Mais en poursuivant cette entreprise, ce but, le seul dans tout le roman qui soit positivement exprimé, même en réglant cette mystérieuse direction de Wilhelm par Jarno et l’abbé, vous avez évité tout ce qu’il pouvait y avoir de trop étroit et de trop rigoureux, et vous avez cherché les motifs de cette direction plutôt dans une fantaisie de l’humanité que dans un principe moral : c’est là une de vos plus belles inspirations.
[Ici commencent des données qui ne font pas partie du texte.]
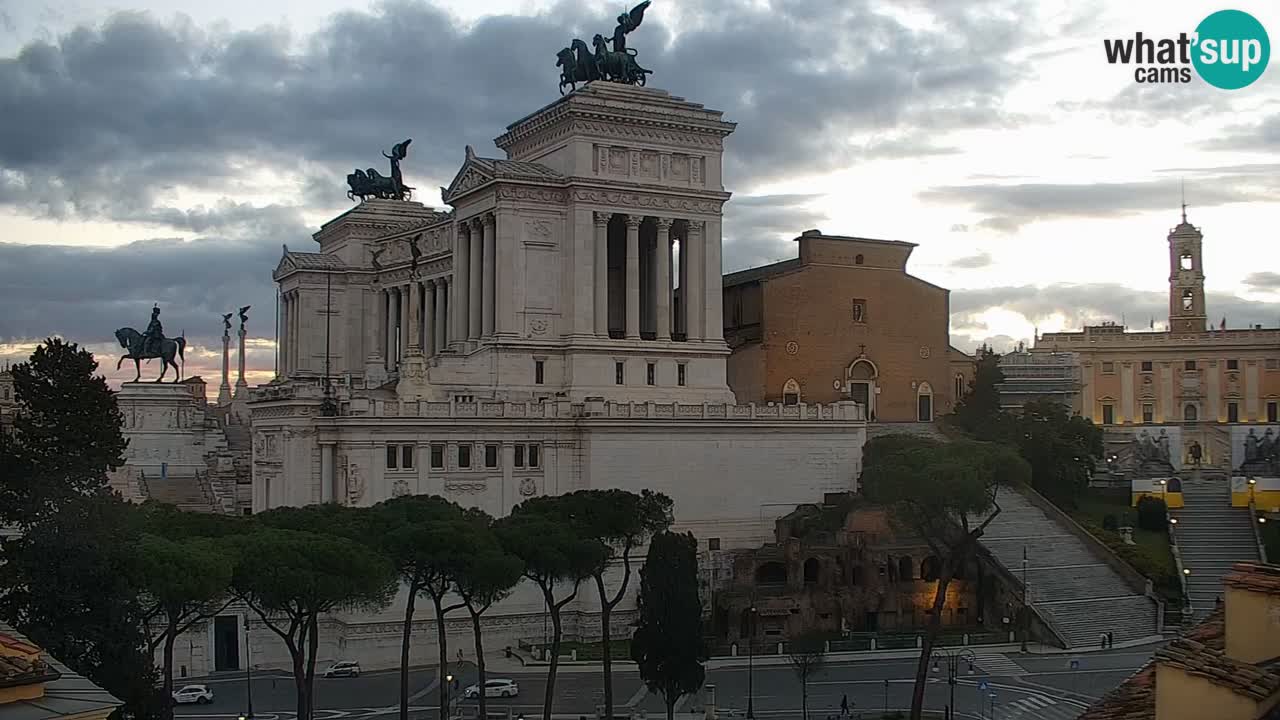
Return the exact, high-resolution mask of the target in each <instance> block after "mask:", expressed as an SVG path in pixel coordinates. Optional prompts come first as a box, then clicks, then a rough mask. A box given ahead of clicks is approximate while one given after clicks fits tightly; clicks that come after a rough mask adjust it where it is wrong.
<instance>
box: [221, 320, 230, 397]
mask: <svg viewBox="0 0 1280 720" xmlns="http://www.w3.org/2000/svg"><path fill="white" fill-rule="evenodd" d="M230 354H232V336H230V331H228V329H223V383H221V384H220V386H218V404H219V405H228V404H229V402H230V401H232V386H230V382H229V374H230Z"/></svg>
L’idée des ressorts que vous mettez en œuvre se trouve ainsi écartée, bien que leur effet subsiste ; et tout demeure, du moins pour la forme, dans les bornes de la nature ; seulement le résultat est plus grand que celui qu’on pourrait attendre de la simple nature laissée à elle-même.
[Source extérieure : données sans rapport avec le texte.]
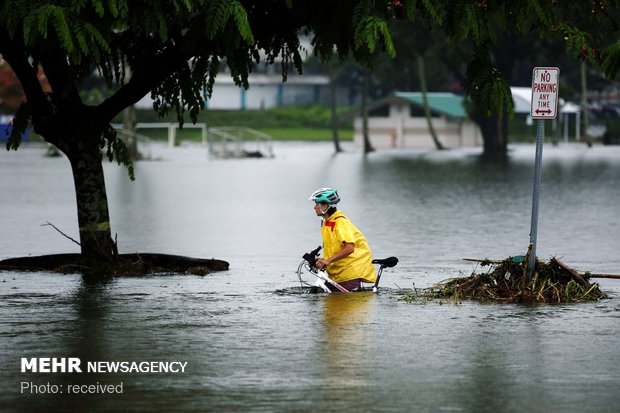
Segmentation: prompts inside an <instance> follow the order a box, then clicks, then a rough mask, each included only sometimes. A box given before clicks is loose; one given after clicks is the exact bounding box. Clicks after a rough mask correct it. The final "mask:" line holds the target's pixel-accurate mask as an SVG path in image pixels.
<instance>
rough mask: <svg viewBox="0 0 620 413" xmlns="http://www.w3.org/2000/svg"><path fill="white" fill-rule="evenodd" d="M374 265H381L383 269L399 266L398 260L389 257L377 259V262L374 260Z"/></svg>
mask: <svg viewBox="0 0 620 413" xmlns="http://www.w3.org/2000/svg"><path fill="white" fill-rule="evenodd" d="M372 263H373V264H379V265H380V266H382V267H387V268H391V267H394V266H396V264H398V258H396V257H388V258H382V259H376V260H372Z"/></svg>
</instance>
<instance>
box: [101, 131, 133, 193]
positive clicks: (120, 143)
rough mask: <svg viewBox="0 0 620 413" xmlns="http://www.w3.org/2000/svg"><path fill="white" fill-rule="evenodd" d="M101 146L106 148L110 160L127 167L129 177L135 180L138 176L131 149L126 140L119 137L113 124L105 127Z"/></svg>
mask: <svg viewBox="0 0 620 413" xmlns="http://www.w3.org/2000/svg"><path fill="white" fill-rule="evenodd" d="M99 146H100V148H101V149H104V148H105V151H106V156H107V157H108V160H109V161H110V162H112V161H116V163H117V164H119V165H123V166H124V167H125V168H127V174H128V175H129V179H131V180H132V181H135V179H136V176H135V171H134V167H133V162H132V160H131V155H130V154H129V150H128V149H127V146H126V145H125V142H123V140H122V139H120V138H119V137H118V135H117V133H116V130H115V129H114V128H113V127H112V126H111V125H108V126H107V127H106V128H105V129H104V131H103V135H102V136H101V142H100V145H99Z"/></svg>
J’aurais cependant souhaité vous voir mettre un peu plus le lecteur dans la confidence de l’importance de ces ressorts, de leur rapport nécessaire à la pensée intime de l’œuvre. Le lecteur doit toujours voir clair dans l’économie de l’ensemble, bien qu’elle demeure cachée aux héros de l’action. Beaucoup de lecteurs, je le crains, ne croiront trouver dans cette influence secrète qu’un jeu théâtral, un artifice pour accroître la complication de l’intrigue, faire naitre des surprises, etc. Le huitième livre donne, il est vrai, une conclusion historique à tous les événements isolés produits par ces ressorts cachés ; mais la conclusion esthétique destinée à faire ressortir l’esprit général de l’œuvre, et la nécessité poétique de ses machines ne s’y montrent pas assez clairement ; j’ai pu m’en convaincre moi-même à la seconde et à la troisième lecture.

Si j’avais quelque observation sur l’ensemble à ajouter encore, ce serait celle-ci : à côté de la grande et profonde gravité qui règne dans tous tes détails et en rend l’effet si puissant, l’imagination semble se jouer trop librement de l’ensemble. Il me paraît que vous avez poussé la libre grâce des mouvements un peu plus loin que ne le comporte la gravité poétique ; et votre juste aversion pour tout ce qui est lourd, méthodique, guindé, vous a entrainé à l’extrême contraire. Je crois remarquer que vous vous êtes laissé aller, par une sorte de condescendance pour le côté faible du public, à poursuivre un but plus théâtral qu’il n’est nécessaire et convenable dans un roman, et par des moyens qui sentent trop aussi la scène.

Si jamais un récit poétique a pu se passer du secours du merveilleux et du surprenant, c’est assurément votre roman ; et, dans une œuvre pareille, tout ce qui n’est pas utile devient facilement nuisible. Il peut arriver que l’attention du lecteur s’attache trop aux incidents, et que sa curiosité se consume à deviner des énigmes, lorsqu’il devrait se concentrer sur la pensée intime du livre. Cela peut arriver, dis-je, et ne savons-nous pas tous deux que cela est déjà réellement arrivé ?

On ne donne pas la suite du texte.